Porque la casualidad, desde mi punto de vista, además de ser una vecina conocida, tiene mucho más arte que el karma y te planta los mismos resultados y eficacias con bastante menos presupuesto. A fin de cuentas, siendo honestos, bien es verdad que ese tipo de restauraciones de justicia que parecen venir desde el infinito, acontecer, lo que es acontecer, acontecen.

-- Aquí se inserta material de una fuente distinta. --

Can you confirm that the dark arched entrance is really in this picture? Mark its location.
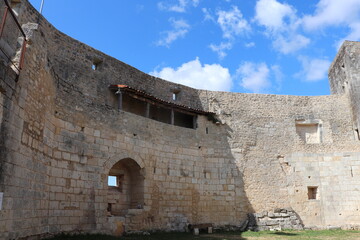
[107,158,144,216]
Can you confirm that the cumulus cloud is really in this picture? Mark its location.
[216,6,251,39]
[157,0,200,13]
[273,34,310,54]
[296,56,331,82]
[255,0,297,31]
[303,0,360,30]
[245,42,255,48]
[254,0,310,54]
[236,62,271,93]
[303,0,360,48]
[156,18,190,47]
[336,22,360,49]
[209,42,233,59]
[150,58,232,91]
[201,8,216,22]
[208,6,251,59]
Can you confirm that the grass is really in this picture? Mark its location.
[43,230,360,240]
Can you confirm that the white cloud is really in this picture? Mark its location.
[150,58,232,91]
[303,0,360,30]
[157,0,200,13]
[156,18,190,47]
[236,62,271,93]
[209,42,233,59]
[255,0,297,31]
[302,0,360,48]
[245,42,255,48]
[271,65,284,91]
[201,8,216,22]
[254,0,310,54]
[273,34,310,54]
[216,6,251,39]
[336,22,360,49]
[296,56,331,82]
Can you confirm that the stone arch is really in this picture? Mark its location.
[103,152,145,175]
[105,154,145,216]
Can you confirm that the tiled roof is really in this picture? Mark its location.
[109,84,214,115]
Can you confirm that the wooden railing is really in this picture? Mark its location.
[0,0,26,74]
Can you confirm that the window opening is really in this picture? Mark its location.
[295,120,321,144]
[108,176,118,187]
[355,128,360,140]
[91,59,102,71]
[308,187,318,200]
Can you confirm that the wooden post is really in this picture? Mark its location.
[145,102,150,118]
[171,109,174,125]
[116,88,122,112]
[193,115,197,129]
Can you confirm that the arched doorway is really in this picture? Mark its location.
[107,158,144,216]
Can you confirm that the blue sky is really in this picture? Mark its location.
[30,0,360,95]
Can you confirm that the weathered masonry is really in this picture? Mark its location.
[0,0,360,239]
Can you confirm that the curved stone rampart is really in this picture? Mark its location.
[0,0,360,239]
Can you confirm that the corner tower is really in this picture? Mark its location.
[329,41,360,139]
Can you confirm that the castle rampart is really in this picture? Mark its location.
[0,0,360,239]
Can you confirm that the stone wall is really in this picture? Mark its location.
[247,208,304,231]
[0,0,360,239]
[329,41,360,131]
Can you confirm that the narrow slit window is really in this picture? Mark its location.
[108,176,118,187]
[355,128,360,140]
[295,121,321,144]
[91,59,102,71]
[308,187,318,200]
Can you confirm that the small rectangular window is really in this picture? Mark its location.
[308,187,318,200]
[108,176,117,187]
[295,121,321,144]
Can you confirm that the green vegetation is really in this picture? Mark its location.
[44,230,360,240]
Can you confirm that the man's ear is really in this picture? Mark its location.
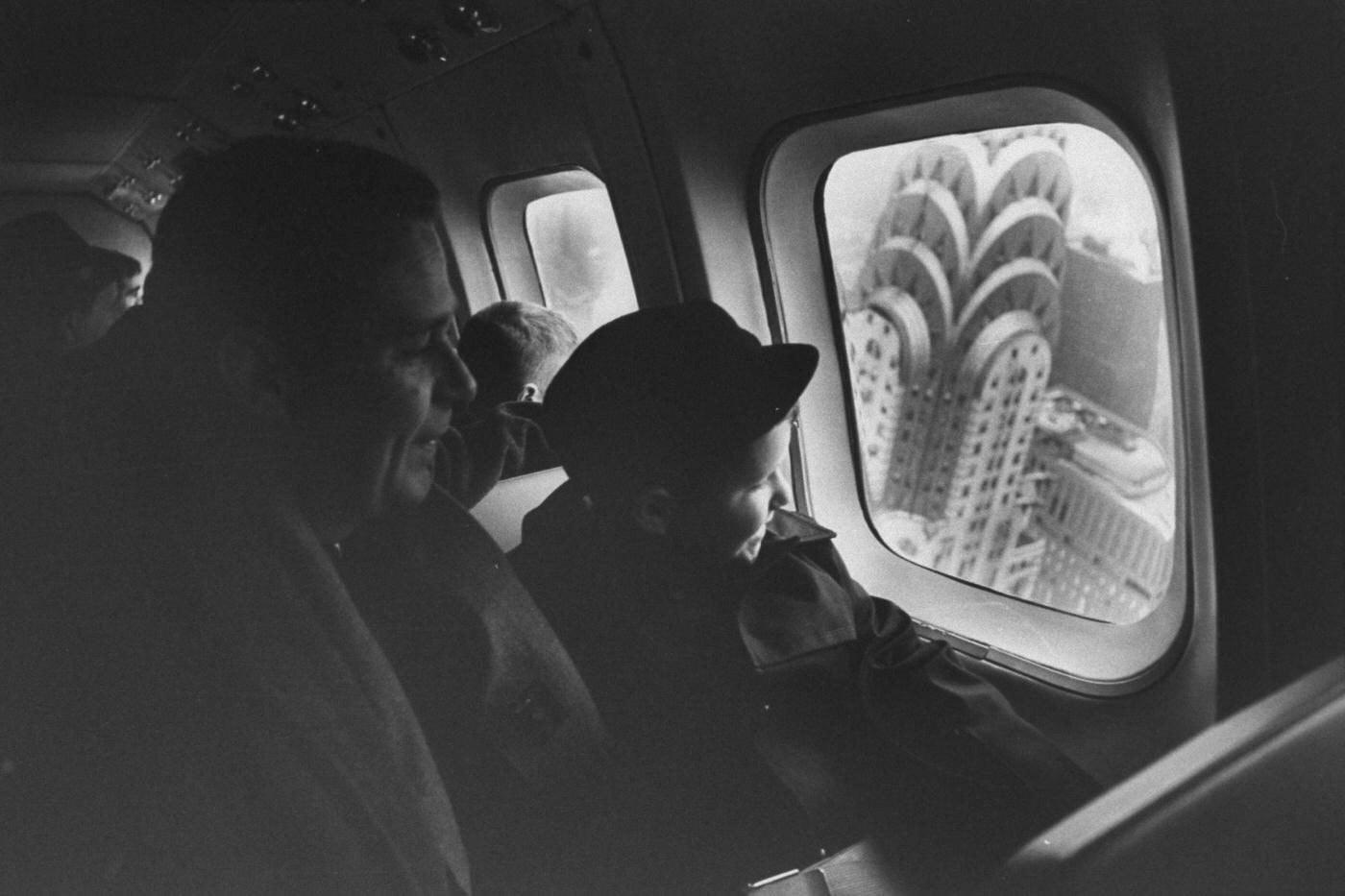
[631,486,676,536]
[215,328,285,420]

Historias de idas y de vueltas que también se suceden, cómo no, en la Administración de Justicia, que es mi campo. Como tal es el caso, por ejemplo, de una compañera y amiga, que, después de que le robaran el bolso de su despacho en sede judicial, recibió en su domicilio una llamada de la guardia civil a fin de anunciarle un fatídico accidente de tráfico sufrido por «ella misma», nombre y apellidos, habida cuenta de que habían encontrado su DNI en entre los restos del vehículo que recibió el castañazo. Pero, seamos francos, no siempre es tan fácil adjudicar casualidad, karma o pedagogía divina. En ocasiones, se torna más complicado de lo humanamente deseable. Como en el caso del actual nivel profesional de la clase política española que nos ha tocado padecer «en este tiempo hostil, propicio al odio», que diría Ángel González. Que no sabe uno si sus titulares son casualidad, karma o plaga bíblica.